Bivariate Correlation Analysis in Kinesiology Research

This blog post provides an overview of correlation analysis in Kinesiology research, including types of coefficients, their strengths and limitations, and considerations for conducting bivariate correlation analysis.

Correlation Coefficient
Pearson Correlation
Spearman Correlation
Bivariate Analysis
Linear Relationship
Strength-of-Association
Significance Testing
Author
Affiliation

Cal State Northridge

Published

March 8, 2023

1 Learning Objectives

  1. Define correlation analysis and its relevance to research in Kinesiology.

  2. Describe the difference between linear and non-linear relationships and identify appropriate correlation coefficients for each type of relationship.

  3. Compare and contrast different types of correlation coefficients used in Kinesiology research, such as Pearson, Spearman, Kendall, Point-Biserial, Phi, and Gamma.

  4. Discuss the strengths and limitations of each type of correlation coefficient.

  5. Interpret the results of bivariate correlation analyses, including determining the strength and direction of the relationship between two variables.

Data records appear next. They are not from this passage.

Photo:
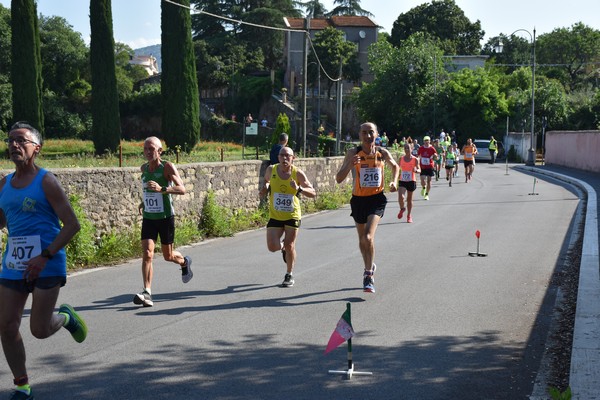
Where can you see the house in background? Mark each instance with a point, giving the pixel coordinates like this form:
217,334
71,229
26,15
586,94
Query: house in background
357,29
148,62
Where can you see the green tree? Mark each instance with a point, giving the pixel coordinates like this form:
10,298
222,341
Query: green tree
444,21
5,85
179,86
5,40
26,64
400,97
268,40
334,51
106,128
314,9
282,125
474,102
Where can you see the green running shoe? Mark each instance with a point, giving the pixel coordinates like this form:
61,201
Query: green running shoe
76,324
19,395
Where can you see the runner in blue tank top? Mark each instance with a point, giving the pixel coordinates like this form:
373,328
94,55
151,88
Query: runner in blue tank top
32,207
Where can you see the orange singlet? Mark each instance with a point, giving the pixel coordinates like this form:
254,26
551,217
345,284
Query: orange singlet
407,169
468,152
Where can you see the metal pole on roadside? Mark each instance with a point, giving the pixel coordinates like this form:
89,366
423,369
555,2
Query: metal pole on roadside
506,144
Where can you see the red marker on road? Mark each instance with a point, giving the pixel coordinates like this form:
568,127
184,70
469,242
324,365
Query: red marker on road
478,254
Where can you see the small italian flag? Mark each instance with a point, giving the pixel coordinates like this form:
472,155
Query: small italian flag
343,331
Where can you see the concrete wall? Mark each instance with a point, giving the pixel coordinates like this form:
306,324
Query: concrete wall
110,196
574,149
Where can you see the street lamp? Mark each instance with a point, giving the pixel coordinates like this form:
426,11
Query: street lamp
319,91
531,153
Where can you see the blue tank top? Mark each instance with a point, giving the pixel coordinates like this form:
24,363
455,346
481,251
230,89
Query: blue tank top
32,225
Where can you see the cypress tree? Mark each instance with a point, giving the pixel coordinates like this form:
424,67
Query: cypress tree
179,85
26,71
106,127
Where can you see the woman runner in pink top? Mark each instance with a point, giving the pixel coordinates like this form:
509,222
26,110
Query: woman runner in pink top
409,167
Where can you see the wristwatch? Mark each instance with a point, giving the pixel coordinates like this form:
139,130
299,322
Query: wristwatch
46,254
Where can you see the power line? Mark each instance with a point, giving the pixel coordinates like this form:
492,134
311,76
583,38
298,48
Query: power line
240,22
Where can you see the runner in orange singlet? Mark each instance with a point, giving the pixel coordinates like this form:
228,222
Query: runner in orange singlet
409,166
469,150
366,162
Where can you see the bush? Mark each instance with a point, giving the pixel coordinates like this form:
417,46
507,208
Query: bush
81,250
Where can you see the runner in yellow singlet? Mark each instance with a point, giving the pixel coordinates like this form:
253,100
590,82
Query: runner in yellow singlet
285,183
469,150
366,162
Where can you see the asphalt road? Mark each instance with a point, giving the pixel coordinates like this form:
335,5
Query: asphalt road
442,325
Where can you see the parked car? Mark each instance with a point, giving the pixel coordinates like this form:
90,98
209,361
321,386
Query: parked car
483,152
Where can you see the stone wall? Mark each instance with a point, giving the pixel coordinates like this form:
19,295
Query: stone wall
110,196
573,149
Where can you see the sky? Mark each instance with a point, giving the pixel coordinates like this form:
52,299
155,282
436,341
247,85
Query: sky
137,22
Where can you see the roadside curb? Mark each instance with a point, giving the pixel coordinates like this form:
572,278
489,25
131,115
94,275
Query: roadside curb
584,377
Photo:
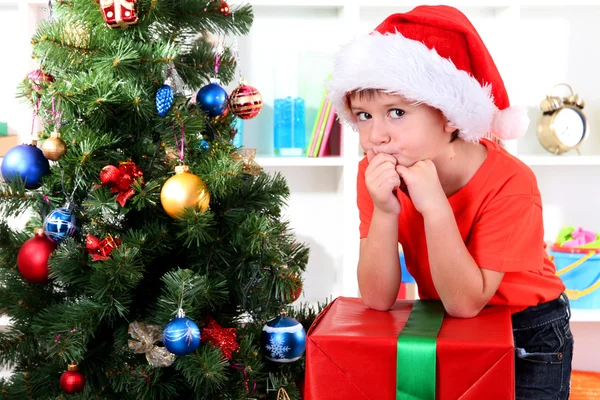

  6. Develop and test hypotheses related to bivariate correlation analysis using fictitious Kinesiology data.

  7. Critically evaluate the results of bivariate correlation analyses in published research articles in Kinesiology.

2 Introduction

Bivariate correlation analysis is an important statistical technique in Kinesiology research, as it enables researchers to examine the relationships between two continuous variables. In this chapter, we will discuss the basic concepts of bivariate correlation analysis, the measures of correlation, hypothesis testing in correlation analysis, interpretation of results, and the applications of bivariate correlation analysis in Kinesiology research.

Correlation analysis is a valuable tool for Kinesiology researchers, as it enables them to identify relationships between variables that may impact human health and physical activity. For example, researchers may examine the relationship between physical activity levels and cardiovascular health or between body mass index and bone density. Correlation analysis can also examine the relationships between variables that may be confounding factors in other analyses.

Before diving into the details of bivariate correlation analysis, it is important to understand the basic concepts of correlation. Correlation is a statistical technique used to measure the strength and direction of the linear relationship between two variables. The correlation coefficient, denoted by the symbol “r”, is the measure of correlation. It ranges from -1 to +1, with a value of -1 indicating a perfect negative correlation, a value of 0 indicating no correlation, and a value of +1 indicating a perfect positive correlation. The strength of the correlation can be interpreted based on the absolute value of the correlation coefficient. A value of 0.3 to 0.5 indicates a moderate correlation, while a value of 0.5 to 0.7 indicates a strong correlation. A value above 0.7 indicates a very strong correlation.

In Kinesiology research, correlation analysis can be used to examine the relationships between a wide range of variables. For example, researchers may use correlation analysis to examine the relationship between physical activity levels and body mass index or between muscular strength and bone density. By identifying these relationships, researchers can gain insight into the underlying mechanisms that may impact human health and physical activity.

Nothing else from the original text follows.